There is of course the argument that, should the phone fall into the wrong-hands, some shadowy character (or law enforcement) could obtain a record of your whereabouts. This is a legitimate woe, but as far as I’m concerned, you can toss it on the pile with all the other concerns I’d have if my iPhone fell into the wrong hands. My phone is full of private information – much of which I am consciously aware is already geo-tagged. Admissibility in court is an entirely different consideration, since the recorded data is cursory at best and completely wrong in some cases.

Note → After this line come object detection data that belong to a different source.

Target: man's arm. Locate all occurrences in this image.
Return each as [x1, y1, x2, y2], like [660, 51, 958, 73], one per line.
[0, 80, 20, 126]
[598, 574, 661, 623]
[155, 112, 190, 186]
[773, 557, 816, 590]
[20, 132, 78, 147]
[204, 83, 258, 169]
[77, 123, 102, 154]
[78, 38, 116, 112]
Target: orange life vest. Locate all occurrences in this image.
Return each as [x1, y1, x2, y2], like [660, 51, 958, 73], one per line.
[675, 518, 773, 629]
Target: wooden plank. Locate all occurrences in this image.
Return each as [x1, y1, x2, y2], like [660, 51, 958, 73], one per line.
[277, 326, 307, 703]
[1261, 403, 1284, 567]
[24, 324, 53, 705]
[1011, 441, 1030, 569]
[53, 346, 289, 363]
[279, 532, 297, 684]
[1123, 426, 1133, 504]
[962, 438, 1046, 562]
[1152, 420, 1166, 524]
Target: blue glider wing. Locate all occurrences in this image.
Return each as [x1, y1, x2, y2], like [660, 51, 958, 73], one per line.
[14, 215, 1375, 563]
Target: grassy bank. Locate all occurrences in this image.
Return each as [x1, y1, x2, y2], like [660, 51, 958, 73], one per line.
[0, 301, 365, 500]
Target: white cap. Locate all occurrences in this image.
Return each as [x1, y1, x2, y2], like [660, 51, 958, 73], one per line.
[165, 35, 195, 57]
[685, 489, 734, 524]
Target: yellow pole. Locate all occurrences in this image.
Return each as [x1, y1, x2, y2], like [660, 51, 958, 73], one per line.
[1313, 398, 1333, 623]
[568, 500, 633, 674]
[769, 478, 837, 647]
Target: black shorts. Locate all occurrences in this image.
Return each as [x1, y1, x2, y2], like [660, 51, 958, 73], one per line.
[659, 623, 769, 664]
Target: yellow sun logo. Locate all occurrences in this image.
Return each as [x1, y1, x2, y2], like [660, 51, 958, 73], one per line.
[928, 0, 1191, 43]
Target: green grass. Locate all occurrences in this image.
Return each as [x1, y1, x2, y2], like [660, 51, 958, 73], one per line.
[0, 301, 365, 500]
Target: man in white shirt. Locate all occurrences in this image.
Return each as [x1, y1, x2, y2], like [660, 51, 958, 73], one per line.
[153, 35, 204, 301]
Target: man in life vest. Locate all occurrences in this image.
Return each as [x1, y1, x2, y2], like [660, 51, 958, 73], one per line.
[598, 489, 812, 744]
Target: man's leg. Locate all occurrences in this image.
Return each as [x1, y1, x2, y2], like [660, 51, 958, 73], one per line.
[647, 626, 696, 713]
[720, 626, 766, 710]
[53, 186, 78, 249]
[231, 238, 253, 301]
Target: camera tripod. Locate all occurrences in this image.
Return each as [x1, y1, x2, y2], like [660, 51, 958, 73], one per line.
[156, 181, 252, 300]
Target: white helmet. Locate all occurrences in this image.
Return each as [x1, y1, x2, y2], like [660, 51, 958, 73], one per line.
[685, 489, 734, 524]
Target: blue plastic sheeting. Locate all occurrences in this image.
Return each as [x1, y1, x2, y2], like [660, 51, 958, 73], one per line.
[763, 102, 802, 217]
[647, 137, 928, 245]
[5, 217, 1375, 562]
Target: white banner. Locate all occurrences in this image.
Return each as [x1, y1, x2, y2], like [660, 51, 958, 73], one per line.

Apple hasn’t clearly stated why the device collects geographic location information over time. If I were to guess, I’d assume that by knowing which cell phone towers and wifi hotspots the phone has associated itself with at a given geographical point in the past, the performance of network services can be optimized to rely on knowledge of given infrastructure rather than having to seek it afresh out every time the device arrives in a previously visited location. This is of course only an assumption, but the implication that this information is useful only for some dark design beyond than making the phone work as best as possible is arguably a bit more outlandish.
Does practical use override the principle? In some users minds, I suppose it might – but in my mind, it’s long been a foregone conclusion that this kind of behavior occurs with devices that deal in location awareness.